The Zombie Connection Bug: asyncio, Lambda Warm Starts, and NullPool¶
A Lambda worker that works perfectly on cold starts silently crashes on every warm invocation.
You open the ticketing app. You create a ticket. It sits there. Status: New. Forever. No error in the UI, no indication anything went wrong. The ticket just never gets processed. The Worker Lambda was crashing on every second invocation with RuntimeError: Task got Future attached to a different loop, SQS kept retrying, kept crashing, and eventually gave up.

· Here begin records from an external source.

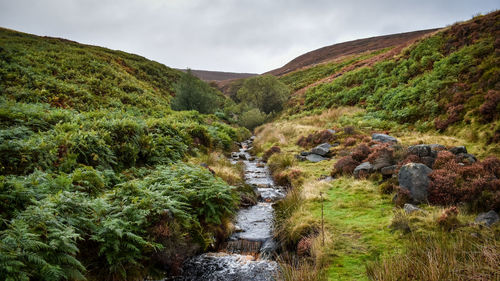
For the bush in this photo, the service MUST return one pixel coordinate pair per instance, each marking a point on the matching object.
(265, 92)
(316, 138)
(270, 151)
(475, 184)
(345, 166)
(252, 118)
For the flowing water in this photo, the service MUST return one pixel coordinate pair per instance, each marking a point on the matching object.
(246, 254)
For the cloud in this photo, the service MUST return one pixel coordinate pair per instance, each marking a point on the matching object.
(228, 35)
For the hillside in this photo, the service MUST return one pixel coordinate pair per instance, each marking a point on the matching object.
(94, 179)
(350, 48)
(207, 75)
(354, 130)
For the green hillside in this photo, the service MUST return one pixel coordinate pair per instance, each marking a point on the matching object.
(442, 89)
(92, 183)
(446, 82)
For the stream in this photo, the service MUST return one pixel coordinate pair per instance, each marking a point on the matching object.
(246, 255)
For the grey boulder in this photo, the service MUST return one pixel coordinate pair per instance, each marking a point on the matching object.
(488, 218)
(421, 150)
(458, 149)
(315, 158)
(389, 170)
(414, 177)
(321, 149)
(410, 208)
(383, 138)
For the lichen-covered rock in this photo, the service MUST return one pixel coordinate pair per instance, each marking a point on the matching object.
(363, 170)
(384, 138)
(414, 177)
(315, 158)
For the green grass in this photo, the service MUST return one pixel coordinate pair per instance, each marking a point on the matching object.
(357, 217)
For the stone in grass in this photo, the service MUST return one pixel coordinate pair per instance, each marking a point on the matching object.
(414, 177)
(410, 208)
(488, 219)
(363, 170)
(383, 138)
(315, 158)
(322, 149)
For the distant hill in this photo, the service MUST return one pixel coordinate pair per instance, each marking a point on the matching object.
(359, 46)
(219, 75)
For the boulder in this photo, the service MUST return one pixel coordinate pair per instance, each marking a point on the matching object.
(321, 149)
(389, 170)
(414, 177)
(421, 150)
(384, 159)
(315, 158)
(410, 208)
(300, 157)
(488, 218)
(458, 149)
(363, 169)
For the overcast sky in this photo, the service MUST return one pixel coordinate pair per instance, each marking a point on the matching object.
(229, 35)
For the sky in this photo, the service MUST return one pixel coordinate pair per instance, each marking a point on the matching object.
(251, 36)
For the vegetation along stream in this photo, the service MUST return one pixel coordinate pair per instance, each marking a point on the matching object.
(247, 253)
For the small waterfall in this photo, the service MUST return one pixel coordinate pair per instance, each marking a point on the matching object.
(246, 254)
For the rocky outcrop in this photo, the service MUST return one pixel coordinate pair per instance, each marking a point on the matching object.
(414, 177)
(363, 170)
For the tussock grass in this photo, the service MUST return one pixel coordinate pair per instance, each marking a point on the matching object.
(232, 174)
(442, 257)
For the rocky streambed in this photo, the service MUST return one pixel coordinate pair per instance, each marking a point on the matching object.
(246, 255)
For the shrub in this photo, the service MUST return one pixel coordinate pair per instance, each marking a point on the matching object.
(489, 109)
(271, 151)
(361, 152)
(476, 184)
(345, 166)
(316, 138)
(350, 142)
(448, 219)
(252, 118)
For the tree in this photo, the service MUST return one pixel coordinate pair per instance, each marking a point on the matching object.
(193, 94)
(264, 92)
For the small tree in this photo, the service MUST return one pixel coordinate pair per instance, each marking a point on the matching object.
(193, 94)
(264, 92)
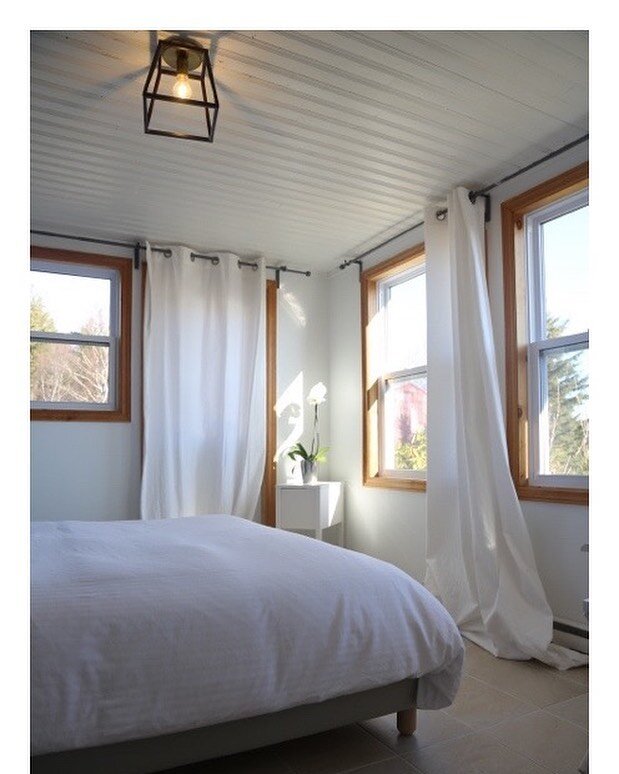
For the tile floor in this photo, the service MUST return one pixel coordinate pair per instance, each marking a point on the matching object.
(508, 718)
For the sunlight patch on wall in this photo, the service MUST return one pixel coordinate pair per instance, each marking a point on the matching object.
(292, 306)
(289, 410)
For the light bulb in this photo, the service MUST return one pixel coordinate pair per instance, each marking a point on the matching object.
(182, 87)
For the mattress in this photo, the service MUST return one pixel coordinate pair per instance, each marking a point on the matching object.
(147, 628)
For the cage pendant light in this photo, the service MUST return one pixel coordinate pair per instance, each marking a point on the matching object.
(179, 96)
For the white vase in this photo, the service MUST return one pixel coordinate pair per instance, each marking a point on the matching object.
(309, 471)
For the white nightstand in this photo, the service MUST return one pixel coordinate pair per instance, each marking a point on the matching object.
(310, 506)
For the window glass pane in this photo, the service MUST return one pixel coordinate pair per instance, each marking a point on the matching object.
(565, 250)
(565, 382)
(61, 373)
(405, 424)
(405, 324)
(65, 303)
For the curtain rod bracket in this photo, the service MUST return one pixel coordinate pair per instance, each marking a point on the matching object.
(359, 263)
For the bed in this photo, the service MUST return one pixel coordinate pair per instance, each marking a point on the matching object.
(156, 644)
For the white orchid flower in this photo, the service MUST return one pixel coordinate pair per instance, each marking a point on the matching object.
(317, 395)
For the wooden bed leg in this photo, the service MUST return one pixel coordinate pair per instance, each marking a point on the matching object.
(407, 721)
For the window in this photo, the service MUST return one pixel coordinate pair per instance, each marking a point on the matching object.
(395, 372)
(547, 338)
(80, 327)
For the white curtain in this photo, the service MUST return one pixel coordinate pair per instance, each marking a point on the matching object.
(480, 561)
(204, 386)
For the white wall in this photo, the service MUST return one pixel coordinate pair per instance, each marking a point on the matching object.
(89, 470)
(390, 524)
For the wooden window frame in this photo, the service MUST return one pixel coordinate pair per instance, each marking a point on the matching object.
(370, 279)
(513, 212)
(122, 410)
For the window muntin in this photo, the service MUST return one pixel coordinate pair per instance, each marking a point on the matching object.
(558, 342)
(80, 313)
(394, 366)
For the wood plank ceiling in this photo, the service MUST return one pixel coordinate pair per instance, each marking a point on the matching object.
(326, 144)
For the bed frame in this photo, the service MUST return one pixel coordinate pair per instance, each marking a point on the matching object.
(145, 756)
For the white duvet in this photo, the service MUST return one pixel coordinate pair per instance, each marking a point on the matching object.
(146, 628)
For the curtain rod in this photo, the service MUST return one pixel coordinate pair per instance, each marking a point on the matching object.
(473, 196)
(137, 246)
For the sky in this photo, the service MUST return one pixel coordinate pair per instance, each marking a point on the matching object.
(71, 300)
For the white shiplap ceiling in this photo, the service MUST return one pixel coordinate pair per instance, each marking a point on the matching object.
(326, 144)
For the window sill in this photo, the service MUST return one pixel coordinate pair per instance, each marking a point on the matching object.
(385, 482)
(549, 494)
(73, 415)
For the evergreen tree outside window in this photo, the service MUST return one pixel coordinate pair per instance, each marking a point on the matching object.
(545, 272)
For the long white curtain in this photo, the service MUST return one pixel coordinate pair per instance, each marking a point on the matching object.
(480, 561)
(204, 386)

The root cause is a collision between three things that each work correctly on their own: asyncio event loops, connection pooling, and Lambda warm starts. The fix is one line of config. Getting there takes you through one of the most confusing debugging sessions in serverless Python.
The Setup¶
The ticketing system has two Lambda functions. The API Lambda handles HTTP requests: create ticket, list tickets. The Worker Lambda processes tickets through an AI pipeline: classify, extract, route, generate response.
When a ticket is created, the API Lambda drops a message onto an SQS queue. The Worker Lambda picks that message up, runs the four AI steps, and updates the ticket status. Simple architecture. Except the Worker Lambda was crashing on every invocation after the first one.
RuntimeError: Task got Future attached to a different loop
And on SQS retries:
InterfaceError: cannot perform operation: another operation is in progress
Three Moving Parts¶
To understand the crash, you need to understand three things that interact badly.
asyncio is Python's async runtime. It uses an event loop, a scheduler that manages all async operations. When you write await session.get(...), the event loop tracks that pending operation and wakes up the right coroutine when it completes. The event loop is not a global singleton. You create it, run things in it, and destroy it.
asyncpg is the Postgres driver that powers SQLAlchemy's async support. When asyncpg opens a connection to the database, it registers that connection with the current event loop. It tells the OS: "when bytes arrive from Postgres on this socket, wake up loop L1." The connection is physically tied to that specific loop object. Not by reference. Physically - the OS file descriptor is registered on a specific loop's internal selector.
Lambda warm starts are Lambda's way of saving time. After your function runs, Lambda freezes the process and reuses it for the next invocation. Code at module level, outside the handler function, runs once and persists. The module-level container with its DB engine and connection pool stays alive between invocations.
The Collision¶
The Worker Lambda's code looked like this:
# Module level - runs ONCE on cold start
container = TicketingContainer() # creates DB engine, connection pool
def handler(event, context):
for record in event["Records"]:
asyncio.run(_process_record(record))
Here's what happens step by step.
Cold start: The container is created. The DB connection pool is empty but ready.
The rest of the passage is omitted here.